(2005) dir. Doug Block
51 Birch Street is a documentary shot on video, featuring some semi-home movies, in which director Doug Block merely wanted to catch his parents in their actuality, talking about their lives a bit, not so much for creating a theatrical film, but simply for posterity. But after his mother dies, his father suddenly shacks up with a former secretary, who he had been close to for 35 years, triggering a series of reactions and questions in his children about the reality of his parents’ relationship.
Block’s mother, who battled depression in the mid-1960’s, started detailed diaries, notebooks and notebooks of them, boxes of them. These also come to surface when his father marries his former secretary and leaves the house that he’d live in for more than 50 years of marriage.

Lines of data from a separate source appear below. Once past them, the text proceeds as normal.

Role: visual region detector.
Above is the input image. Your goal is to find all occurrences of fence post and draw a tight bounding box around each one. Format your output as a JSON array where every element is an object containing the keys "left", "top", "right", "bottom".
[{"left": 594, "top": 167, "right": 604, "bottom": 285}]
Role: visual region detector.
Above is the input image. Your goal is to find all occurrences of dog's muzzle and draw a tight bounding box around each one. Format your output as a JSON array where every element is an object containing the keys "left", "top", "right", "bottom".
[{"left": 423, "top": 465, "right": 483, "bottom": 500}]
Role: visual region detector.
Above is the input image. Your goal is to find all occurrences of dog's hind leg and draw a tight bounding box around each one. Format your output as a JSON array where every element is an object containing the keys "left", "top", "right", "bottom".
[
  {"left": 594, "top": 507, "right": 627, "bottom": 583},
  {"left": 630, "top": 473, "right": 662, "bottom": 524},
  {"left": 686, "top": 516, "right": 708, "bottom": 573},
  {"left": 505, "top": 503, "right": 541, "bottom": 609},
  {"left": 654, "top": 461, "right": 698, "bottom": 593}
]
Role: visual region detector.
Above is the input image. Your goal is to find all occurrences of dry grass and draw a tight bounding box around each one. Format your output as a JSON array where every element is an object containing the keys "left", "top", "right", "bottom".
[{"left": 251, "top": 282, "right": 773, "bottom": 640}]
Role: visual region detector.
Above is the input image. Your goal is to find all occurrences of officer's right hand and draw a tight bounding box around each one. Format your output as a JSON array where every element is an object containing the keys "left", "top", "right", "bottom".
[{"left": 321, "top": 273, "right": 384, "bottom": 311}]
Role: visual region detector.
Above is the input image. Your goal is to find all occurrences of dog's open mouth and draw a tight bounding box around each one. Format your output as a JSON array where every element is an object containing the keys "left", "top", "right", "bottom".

Block dives into this material and his exploration of his mother and father and their relationship has true depths, attempting to understand the mysteries that have surfaced, understanding the hidden lives and the surface lives of his parents. Perhaps this is a really interesting thing, in a sense, for anyone. Understanding our parents, who we are too young to understand when they are young, who we know as protectors and teachers and nurturers, more powerful than us as children, but who as we become adults ourselves, do try to understand as people who we could have known or identified with. We always have the years of separation from ever really knowing.
Block delves pretty hard, going through the reams of diaries, photographs, effluvia. He turns the camera on himself (quite literally), putting his own marriage and children under the lens as well, personalizing beyond an already highly personal story.
This is part of the film’s strengths but also its weaknesses. It’s very touchy-feely, soft-hearted, and whiny. And ultimately, the film’s subject matter isn’t really as rich as he feels it is. In fact, maybe this film would be more interesting made by someone else, with more distance and objectivity…the opposite of this film’s approach. It is interesting, but in thinking of the crazy story that is Crazy Love (2007), another documentary about a New York man and woman and their long story (only vaguely similar — this is a bit of a stretch to compare them), but the core story of Crazy Love is actually much, much more fascinating.
Maybe Block shouldn’t have made 51 Birch Street, a question that he asks in the film more than once. Maybe it isn’t as significant a story to sit through. Maybe it is more a small tale, a segment of something potentially bigger.
The film did make me think about my own marriage and my children, as well as the break-up of my parents’ marriage and the secrets and reality that I was unaware of as a child. It’s not that I didn’t find the movie somewhat provocative, just ultimately not all that interesting and not all that special.